1. A coated metallic part comprising:

a substrate including a metallic surface;

a first coating layer supported on the metallic surface and including a first polymer, the first polymer including silicon; and

a second coating layer including a second polymer different from the first polymer, the first coating layer being positioned between the metallic surface and the first coating layer.

2. The coated metallic part of claim 1, wherein the first coating layer has a silicon atomic percentage of 5 to 50 atomic weight percent.

3. The coated metallic part of claim 1, wherein the first polymer of the first coating layer has an oxygen-to-silicon ratio of 1.0 to 4.0.

4. The coated metallic part of claim 1, wherein the first coating layer has a first portion and a second portion different from the first portion in at least one of carbon content, silicon content and oxygen content.

5. The coated metallic part of claim 4, wherein the second portion differs from the first portion in carbon content.

6. The coated metallic part of claim 1, wherein the second polymer of the second coating layer includes at least one of an acrylic polymer, a polyester, an alkyd, a polyurethane, a polyamide, a polyether, a copolymer thereof, and a mixture thereof.

7. The coated metallic part of claim 1, wherein the first coating layer contacts the metallic surface of the substrate.

8. The coated metallic part of claim 1, further comprising a third coating layer including a third polymer and being disposed between the metallic surface and the first coating layer, the third polymer including at least one of an acrylic polymer, a polyester, an alkyd, a polyurethane, a polyamide, a polyether, a copolymer thereof, and a mixture thereof.

9. The coated metallic part of claim 1, wherein the metallic surface includes a first surface portion including a first metal and a second surface portion including a second metal different from the first metal.

10. The coated metallic part of claim 9, wherein first coated layer contacts both the first surface portion and the second surface portion.

11. The coated metallic part of claim 1, being a door frame of a vehicle.

12. A coated metallic part comprising:

a substrate including a metallic surface;

a first coating layer supported on the metallic surface and including a first polymer, the first polymer including silicon of 5 to 50 atomic weight percent; and

a second coating layer including a second polymer different from the first polymer and including a pigment, the first coating layer being positioned between the metallic surface and the first coating layer.

13. A method of coating a substrate, the substrate including a metallic surface, the method comprising:

forming a first coating layer on the substrate, the first coating layer including a first polymer, the first polymer including silicon; and

forming a second coating layer on the substrate, the second coating layer including a second polymer different from the first polymer, the first coating layer being positioned between the metallic surface and the second coating layer.
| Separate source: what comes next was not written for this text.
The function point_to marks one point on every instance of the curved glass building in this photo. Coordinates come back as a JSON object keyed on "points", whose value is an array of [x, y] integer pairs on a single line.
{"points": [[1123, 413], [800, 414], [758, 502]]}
14. The method of claim 13, wherein the first coating layer is formed via atmospheric pressure air plasma.

15. The method of claim 13, wherein the second coating layer is formed by spraying the substrate with or dipping the substrate in a prepolymer material including at least one of an acrylic, a melamine, a carbamate, a urethane, an epoxy and an ester.

16. The method of claim 13, wherein the second coating layer is formed after the first coating layer has been formed on the substrate.

17. The method of claim 13, wherein the first coating layer contacts the metallic surface of the substrate.

18. The method of claim 13, further comprising forming a third coating layer on the substrate, the third coating layer being positioned between the metallic surface and the first coating layer.

19. The method of claim 13, further comprising directing onto the metallic surface a pressurized air stream to reduce contaminants.

20. The method of claim 19, the pressurized air stream is delivered by atmospheric pressure air plasma.